BASF To Invest Up to $4.7 Billion in Next Decade To Reduce Emissions

Kimberly Redmond  |

Image: Lab technicians test the wetting properties of a silicon wafer after it has been treated with Planapur, a polishing material that contains nanoparticles. Source: BASF

BASF SE (OTC US:  BASFY), the world’s largest chemicals producer by sales, announced Friday it is setting “even more ambitious goals” to achieve net zero emissions by 2050. 

After progress in developing low-emission and CO2-free technologies, the German chemicals giant said it is raising its medium-term 2030 target for greenhouse gas emissions and wants to slash emissions by 25% from its 2018 levels over the next decade.

In 2018, BASF said its worldwide emissions amounted to 21.9 million metric tons of CO2 equivalents.

As part of that effort, BASF plans to invest up to 1 billion euros ($1.2 billion) by 2025 to reach its new target and an additional 2 billion to 3 billion euros ($2.5 billion to $3.5 billion) by 2030.

The new goal replaces a commitment BASF chief executive officer Dr. Martin Brudermüller made three years ago, shortly after he stepped into his role.  Previously, BASF had said it would keep emissions constant until 2030, Reuters reported. 

Recent technology advances, coupled with growing pressure from investors and the market, prompted BASF to reevaluate those goals, Brudermüller said Friday.

“I’m receiving letter after letter from our customers, saying by this or that deadline we need your products to be CO2-neutral,” he said.

Over the last two years, BASF’s competitors, such as Dow Inc (NYSE:  DOW) and DuPont de Nemours Inc (NYSE:  DD), have pledged to be net-zero by 2050, which is in line with the Paris climate agreement, Reuters noted.

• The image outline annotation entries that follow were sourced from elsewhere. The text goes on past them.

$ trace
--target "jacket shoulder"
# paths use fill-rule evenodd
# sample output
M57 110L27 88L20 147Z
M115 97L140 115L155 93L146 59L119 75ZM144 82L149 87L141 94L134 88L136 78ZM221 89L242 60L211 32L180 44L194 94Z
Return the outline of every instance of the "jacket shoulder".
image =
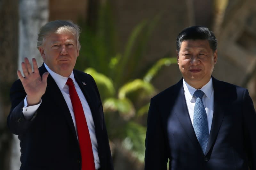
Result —
M176 84L160 92L153 97L152 99L156 101L163 101L163 100L170 99L172 96L177 96L178 93L180 92L180 88L183 87L183 80L181 79Z

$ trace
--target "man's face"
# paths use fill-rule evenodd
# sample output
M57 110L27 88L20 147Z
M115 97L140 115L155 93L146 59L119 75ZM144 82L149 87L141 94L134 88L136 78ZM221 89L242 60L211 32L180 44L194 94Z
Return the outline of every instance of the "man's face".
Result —
M184 80L199 89L210 80L217 57L208 40L191 40L182 41L177 59Z
M54 72L68 77L76 64L79 50L75 36L69 33L47 36L39 49L44 61Z

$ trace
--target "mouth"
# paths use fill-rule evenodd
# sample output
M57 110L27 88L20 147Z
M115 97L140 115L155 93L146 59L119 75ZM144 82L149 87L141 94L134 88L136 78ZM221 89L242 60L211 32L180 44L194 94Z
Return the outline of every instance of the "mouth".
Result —
M189 70L189 71L191 72L192 72L192 73L198 73L198 72L200 72L201 70L202 70L201 69L190 69Z
M60 61L60 62L67 62L67 61L69 61L69 60L68 60L68 59L62 59L62 60L59 60L59 61Z

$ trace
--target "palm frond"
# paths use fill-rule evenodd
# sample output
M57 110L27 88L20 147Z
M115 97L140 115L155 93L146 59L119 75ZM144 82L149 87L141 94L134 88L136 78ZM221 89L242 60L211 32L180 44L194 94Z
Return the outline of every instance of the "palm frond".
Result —
M92 76L98 85L104 86L110 96L113 96L115 94L116 91L112 80L110 78L103 74L97 72L92 68L88 68L84 72Z
M169 66L171 64L176 63L177 62L177 59L176 57L164 58L160 59L149 70L144 77L143 80L146 82L150 82L163 66Z
M144 81L141 79L135 79L126 83L119 89L118 97L123 99L128 93L141 89L147 94L150 95L155 92L154 86L150 83Z
M118 112L126 120L133 117L135 114L132 103L127 98L107 99L103 102L103 107L105 112Z

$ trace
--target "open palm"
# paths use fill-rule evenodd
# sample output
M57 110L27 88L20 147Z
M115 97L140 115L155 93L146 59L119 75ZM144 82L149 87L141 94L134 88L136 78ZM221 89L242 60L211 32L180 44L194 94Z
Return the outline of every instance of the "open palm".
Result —
M45 92L47 85L46 80L49 74L48 72L44 73L41 78L39 73L36 61L33 58L32 62L34 72L28 59L26 57L24 59L24 62L21 63L25 77L22 76L20 70L17 72L18 77L27 93L28 106L34 105L40 102L42 96Z

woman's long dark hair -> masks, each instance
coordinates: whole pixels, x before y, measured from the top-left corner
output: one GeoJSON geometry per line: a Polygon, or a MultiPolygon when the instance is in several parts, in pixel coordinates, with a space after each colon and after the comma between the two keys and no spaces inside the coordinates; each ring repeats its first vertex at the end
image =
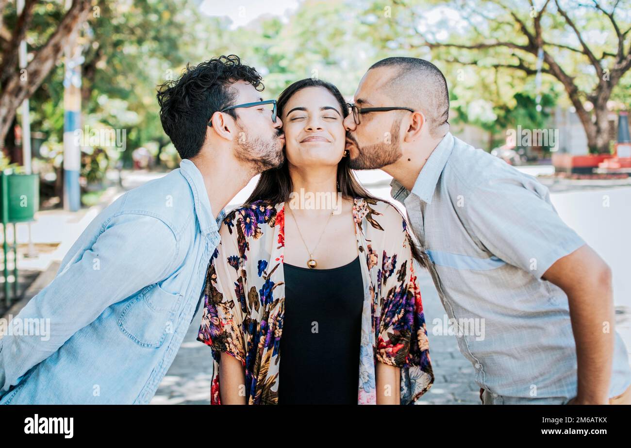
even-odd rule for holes
{"type": "MultiPolygon", "coordinates": [[[[293,83],[280,94],[276,102],[278,116],[282,116],[283,110],[289,99],[299,90],[307,87],[326,88],[338,100],[342,111],[342,115],[345,117],[348,115],[348,107],[346,105],[346,102],[337,87],[326,81],[307,78],[293,83]]],[[[392,205],[388,201],[372,196],[362,186],[348,166],[348,157],[342,157],[342,160],[338,164],[337,182],[342,197],[346,198],[362,197],[372,201],[382,201],[392,205]]],[[[290,194],[293,190],[293,185],[292,182],[292,177],[289,175],[289,168],[286,157],[283,165],[280,167],[267,170],[261,174],[259,182],[250,197],[247,198],[246,203],[251,204],[257,201],[264,201],[272,204],[286,202],[289,201],[290,194]]],[[[413,242],[410,241],[410,242],[412,256],[415,259],[418,261],[422,266],[427,268],[427,255],[417,247],[413,242]]]]}

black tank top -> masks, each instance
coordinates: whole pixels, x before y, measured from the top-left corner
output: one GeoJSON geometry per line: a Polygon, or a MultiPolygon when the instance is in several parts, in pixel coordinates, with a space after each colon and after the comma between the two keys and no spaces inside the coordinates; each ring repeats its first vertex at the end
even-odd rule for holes
{"type": "Polygon", "coordinates": [[[279,404],[357,404],[363,283],[359,256],[339,268],[283,264],[279,404]]]}

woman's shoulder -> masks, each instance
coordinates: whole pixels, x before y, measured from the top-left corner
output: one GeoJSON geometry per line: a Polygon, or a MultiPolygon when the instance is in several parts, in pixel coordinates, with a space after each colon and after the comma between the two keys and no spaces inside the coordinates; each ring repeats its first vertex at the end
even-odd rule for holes
{"type": "MultiPolygon", "coordinates": [[[[237,225],[246,237],[261,236],[267,229],[276,225],[278,204],[261,200],[242,204],[230,210],[222,221],[221,233],[235,233],[237,225]]],[[[237,232],[239,233],[241,232],[237,232]]]]}
{"type": "Polygon", "coordinates": [[[363,218],[369,227],[378,231],[401,231],[406,228],[405,218],[391,203],[383,199],[356,197],[355,213],[361,221],[363,218]]]}

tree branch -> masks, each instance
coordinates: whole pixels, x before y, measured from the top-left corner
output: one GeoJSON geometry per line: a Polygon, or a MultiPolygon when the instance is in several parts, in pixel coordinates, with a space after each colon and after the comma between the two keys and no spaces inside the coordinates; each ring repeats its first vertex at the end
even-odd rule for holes
{"type": "Polygon", "coordinates": [[[8,45],[7,53],[3,57],[0,66],[0,85],[3,85],[7,78],[17,71],[18,56],[20,54],[20,43],[27,35],[27,29],[33,18],[33,6],[35,0],[26,0],[24,9],[18,18],[13,35],[8,45]]]}
{"type": "Polygon", "coordinates": [[[557,4],[557,10],[558,11],[559,13],[562,16],[563,16],[563,18],[565,20],[567,24],[570,25],[570,27],[574,30],[574,33],[576,34],[576,37],[579,39],[579,42],[581,43],[581,46],[583,48],[583,54],[587,57],[587,59],[589,59],[592,65],[594,66],[594,68],[596,69],[596,73],[598,74],[599,80],[601,80],[603,78],[603,68],[601,66],[598,60],[596,58],[596,56],[594,56],[594,53],[593,53],[592,50],[589,49],[589,47],[587,47],[585,41],[583,40],[583,38],[581,35],[581,32],[579,31],[576,25],[574,25],[574,22],[570,18],[570,16],[567,15],[567,13],[565,13],[563,9],[562,9],[561,6],[558,4],[558,0],[555,0],[555,3],[557,4]]]}

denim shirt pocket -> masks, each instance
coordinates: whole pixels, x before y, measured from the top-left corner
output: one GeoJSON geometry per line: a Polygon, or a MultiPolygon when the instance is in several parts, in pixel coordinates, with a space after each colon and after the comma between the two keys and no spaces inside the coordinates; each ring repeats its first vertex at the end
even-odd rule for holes
{"type": "Polygon", "coordinates": [[[157,283],[151,285],[123,308],[119,327],[141,347],[160,347],[167,335],[174,332],[174,317],[182,297],[165,291],[157,283]]]}

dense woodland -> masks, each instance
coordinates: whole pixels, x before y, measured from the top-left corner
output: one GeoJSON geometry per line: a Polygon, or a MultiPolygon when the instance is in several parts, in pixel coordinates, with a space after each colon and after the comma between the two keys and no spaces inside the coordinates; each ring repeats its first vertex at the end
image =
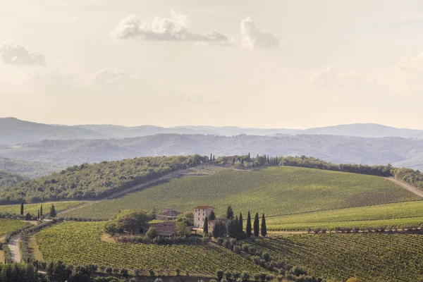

The company, whose products include catalytic converters, insulation foams, coatings and engineering plastics, operates six Verbund sites — where production plants, energy and material flows, logistics and site infrastructure are all integrated — as well as 361 additional production sites in more than 90 countries. 

BASF said, “At the heart of the long-term transition toward net zero CO2 emissions by 2050 is the use of new technologies, which will replace fossil fuels such as natural gas with electricity from renewable sources. Most of these technologies are being pioneered by BASF in collaboration with partners and are currently in a pilot stage.”

Calling climate change “the greatest challenge of the 21st century,” Brudermüller said BASF is “convinced that ultimately all players involved will work together to make this once-in-a-century transformation economically successful.”

“This also includes consumers accepting higher prices for CO2-free products throughout the value chain to offset higher operating costs and additional investments. To achieve this, we need new cooperation between industry and policymakers that leads to positive, outcome-oriented regulations and preserves our international competitiveness,” he said.